Courting the Michael Moore Vote in N.H.
By Alec MacGillis
LACONIA, N.H. -- The more pugnacious among the country's left-leaning Democrats tend to be fond of John Edwards, who pledges that he was "born for this fight." They also tend to be big fans of the work of documentary filmmaker Michael Moore. Is it a surprise, then, that Edwards is not himself an avid follower of Moore.
At a town hall meeting here yesterday, Edwards was asked by Jessica Halm, a high school teacher attending with her 7 week old baby, what he made of the Michael Moore films "Bowling for Columbine," "Fahrenheit 9/11," and "Sicko." Edwards paused for a moment, as if searching his memory, and then said that he thought he had seen the first and the third but not "Fahrenheit 9/11," the provocative 2004 look at President Bush's first term and the start of the war in Iraq, a movie that broke attendance records for a documentary and became a rallying cry for many Democrats. Edwards then went into a lengthy discussion of the health care shortfalls described in "Sicko."
Afterward, Halm said she was a little surprised that Edwards had not seen "Fahrenheit 9/11." She said she supported Edwards but was actually not an unequivocal admirer of the three films and was hoping that Edwards would give a more in-depth critique of the films' strengths and weaknesses.
"I wish he'd answered it more directly," she said. "I wanted him to have a more critical eye."
It is perhaps not entirely surprising that Edwards did not see a film that contributed so heavily to the inflamed political climate of the 2004 presidential campaign. For starters, he was busy that year, running for the Democratic nomination and later for vice president alongside John Kerry. But as his rivals like to remind voters now, he was also running as a far more moderate kind of Democrat that year, not nearly as closely aligned with the Michael Moore perspective as he is now.
To his credit, he did not try to cover over the gap in his cinematic background in his response. He may have learned from experience: in 2004, Edwards went on Turner Classic Movies to introduce "Dr.

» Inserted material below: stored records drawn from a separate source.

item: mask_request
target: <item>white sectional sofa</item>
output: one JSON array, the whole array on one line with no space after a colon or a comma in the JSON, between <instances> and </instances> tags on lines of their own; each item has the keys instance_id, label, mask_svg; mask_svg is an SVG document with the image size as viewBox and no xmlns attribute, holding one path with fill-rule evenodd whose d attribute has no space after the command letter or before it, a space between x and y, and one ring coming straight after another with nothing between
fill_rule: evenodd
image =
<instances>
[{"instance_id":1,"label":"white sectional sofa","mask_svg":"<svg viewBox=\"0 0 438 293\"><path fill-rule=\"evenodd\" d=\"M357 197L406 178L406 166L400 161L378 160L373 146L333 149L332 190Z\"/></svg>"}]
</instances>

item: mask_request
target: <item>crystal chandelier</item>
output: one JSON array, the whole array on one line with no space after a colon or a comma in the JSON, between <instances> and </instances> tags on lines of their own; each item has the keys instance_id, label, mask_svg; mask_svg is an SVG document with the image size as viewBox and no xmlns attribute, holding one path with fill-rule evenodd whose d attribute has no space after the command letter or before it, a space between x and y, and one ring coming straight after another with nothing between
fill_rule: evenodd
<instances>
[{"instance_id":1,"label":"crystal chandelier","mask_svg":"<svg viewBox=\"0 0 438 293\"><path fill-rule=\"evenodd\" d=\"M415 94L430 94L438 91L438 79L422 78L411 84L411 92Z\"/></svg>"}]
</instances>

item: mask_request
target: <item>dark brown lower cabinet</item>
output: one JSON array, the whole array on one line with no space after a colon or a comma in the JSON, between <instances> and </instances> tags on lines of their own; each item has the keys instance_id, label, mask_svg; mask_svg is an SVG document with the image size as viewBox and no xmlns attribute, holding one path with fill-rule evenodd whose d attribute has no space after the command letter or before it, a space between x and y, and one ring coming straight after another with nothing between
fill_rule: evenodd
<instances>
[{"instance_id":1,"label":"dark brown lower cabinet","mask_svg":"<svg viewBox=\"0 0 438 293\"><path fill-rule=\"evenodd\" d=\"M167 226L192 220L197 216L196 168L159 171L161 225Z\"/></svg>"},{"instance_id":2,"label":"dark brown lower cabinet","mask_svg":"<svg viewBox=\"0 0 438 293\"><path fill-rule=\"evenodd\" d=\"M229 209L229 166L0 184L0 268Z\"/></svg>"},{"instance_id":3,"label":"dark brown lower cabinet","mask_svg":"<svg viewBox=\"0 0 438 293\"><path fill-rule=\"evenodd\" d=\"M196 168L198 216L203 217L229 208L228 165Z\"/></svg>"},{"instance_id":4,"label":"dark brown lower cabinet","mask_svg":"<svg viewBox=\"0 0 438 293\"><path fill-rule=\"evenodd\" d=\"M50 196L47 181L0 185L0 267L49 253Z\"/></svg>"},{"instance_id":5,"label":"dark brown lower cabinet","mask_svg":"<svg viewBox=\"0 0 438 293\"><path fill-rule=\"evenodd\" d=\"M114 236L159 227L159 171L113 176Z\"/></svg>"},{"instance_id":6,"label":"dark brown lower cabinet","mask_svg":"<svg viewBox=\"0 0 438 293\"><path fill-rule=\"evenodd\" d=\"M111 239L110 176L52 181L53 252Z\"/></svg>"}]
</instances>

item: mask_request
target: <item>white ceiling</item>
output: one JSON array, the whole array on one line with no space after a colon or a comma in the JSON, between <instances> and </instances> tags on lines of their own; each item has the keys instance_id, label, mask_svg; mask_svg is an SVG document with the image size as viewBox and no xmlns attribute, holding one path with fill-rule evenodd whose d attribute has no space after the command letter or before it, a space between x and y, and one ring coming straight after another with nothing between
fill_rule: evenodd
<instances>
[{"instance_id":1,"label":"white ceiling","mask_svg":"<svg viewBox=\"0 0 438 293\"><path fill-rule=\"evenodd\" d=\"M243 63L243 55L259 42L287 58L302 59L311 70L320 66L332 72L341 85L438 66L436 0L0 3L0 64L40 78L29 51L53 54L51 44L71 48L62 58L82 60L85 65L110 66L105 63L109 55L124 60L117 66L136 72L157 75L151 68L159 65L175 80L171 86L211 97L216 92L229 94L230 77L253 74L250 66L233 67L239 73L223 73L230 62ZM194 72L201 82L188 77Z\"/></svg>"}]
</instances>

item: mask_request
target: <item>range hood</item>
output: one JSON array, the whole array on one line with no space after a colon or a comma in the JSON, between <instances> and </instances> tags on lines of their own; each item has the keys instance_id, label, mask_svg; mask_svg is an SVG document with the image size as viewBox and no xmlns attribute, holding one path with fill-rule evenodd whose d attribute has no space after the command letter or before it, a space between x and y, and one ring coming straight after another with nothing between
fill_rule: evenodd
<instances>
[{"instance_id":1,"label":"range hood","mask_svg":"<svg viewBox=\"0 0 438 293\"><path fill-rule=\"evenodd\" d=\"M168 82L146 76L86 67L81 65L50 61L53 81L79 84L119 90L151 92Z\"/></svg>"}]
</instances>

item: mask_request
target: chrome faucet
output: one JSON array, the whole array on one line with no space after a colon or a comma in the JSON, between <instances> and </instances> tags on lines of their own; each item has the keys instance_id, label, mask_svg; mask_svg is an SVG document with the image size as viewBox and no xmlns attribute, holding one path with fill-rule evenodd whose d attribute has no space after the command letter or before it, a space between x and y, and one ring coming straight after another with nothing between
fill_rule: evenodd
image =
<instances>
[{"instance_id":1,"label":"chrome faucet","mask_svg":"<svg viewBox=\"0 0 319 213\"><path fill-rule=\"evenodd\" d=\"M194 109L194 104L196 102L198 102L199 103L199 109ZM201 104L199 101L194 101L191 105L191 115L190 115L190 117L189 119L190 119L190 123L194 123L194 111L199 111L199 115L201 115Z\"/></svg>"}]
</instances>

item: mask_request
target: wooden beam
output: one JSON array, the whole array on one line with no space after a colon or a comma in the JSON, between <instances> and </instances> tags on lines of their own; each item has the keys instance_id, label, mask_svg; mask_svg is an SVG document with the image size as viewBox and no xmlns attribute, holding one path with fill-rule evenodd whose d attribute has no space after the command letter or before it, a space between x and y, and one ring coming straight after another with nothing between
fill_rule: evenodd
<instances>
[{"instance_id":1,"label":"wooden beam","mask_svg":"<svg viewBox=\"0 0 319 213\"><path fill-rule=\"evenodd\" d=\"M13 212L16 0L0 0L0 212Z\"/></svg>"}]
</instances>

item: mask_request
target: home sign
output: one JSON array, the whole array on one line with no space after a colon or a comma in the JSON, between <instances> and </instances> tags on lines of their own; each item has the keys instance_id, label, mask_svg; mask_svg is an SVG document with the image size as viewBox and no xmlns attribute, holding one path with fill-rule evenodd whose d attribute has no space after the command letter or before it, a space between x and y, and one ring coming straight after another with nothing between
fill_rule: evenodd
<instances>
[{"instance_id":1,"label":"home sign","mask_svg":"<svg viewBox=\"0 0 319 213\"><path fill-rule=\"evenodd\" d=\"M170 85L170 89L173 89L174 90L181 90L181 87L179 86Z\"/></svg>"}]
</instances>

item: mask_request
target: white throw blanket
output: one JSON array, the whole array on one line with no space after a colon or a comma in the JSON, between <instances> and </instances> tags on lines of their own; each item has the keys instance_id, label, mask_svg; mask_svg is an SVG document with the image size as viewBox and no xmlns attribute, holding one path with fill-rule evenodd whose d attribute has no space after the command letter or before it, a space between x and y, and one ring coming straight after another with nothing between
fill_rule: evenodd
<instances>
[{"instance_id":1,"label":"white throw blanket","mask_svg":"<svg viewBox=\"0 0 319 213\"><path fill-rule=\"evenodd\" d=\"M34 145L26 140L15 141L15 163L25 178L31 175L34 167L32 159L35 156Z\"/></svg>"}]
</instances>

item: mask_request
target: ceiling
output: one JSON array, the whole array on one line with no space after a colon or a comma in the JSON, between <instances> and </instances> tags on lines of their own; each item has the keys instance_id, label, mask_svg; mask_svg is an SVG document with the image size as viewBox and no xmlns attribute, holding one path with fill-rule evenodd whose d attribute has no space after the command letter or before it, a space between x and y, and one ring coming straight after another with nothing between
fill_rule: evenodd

Strangelove" as one of his favorite movies, even though he had not ever watched it. Slate magazine reported last week that Elizabeth Edwards had suggested her husband give "Dr. Strangelove" as a favorite after it turned out that a different senator introducing films on the channel had already claimed Edwards' actual favorite, "To Kill a Mockingbird." John Edwards got a briefing on the movie he hadn't seen, and went on the air to talk about why he liked it so much.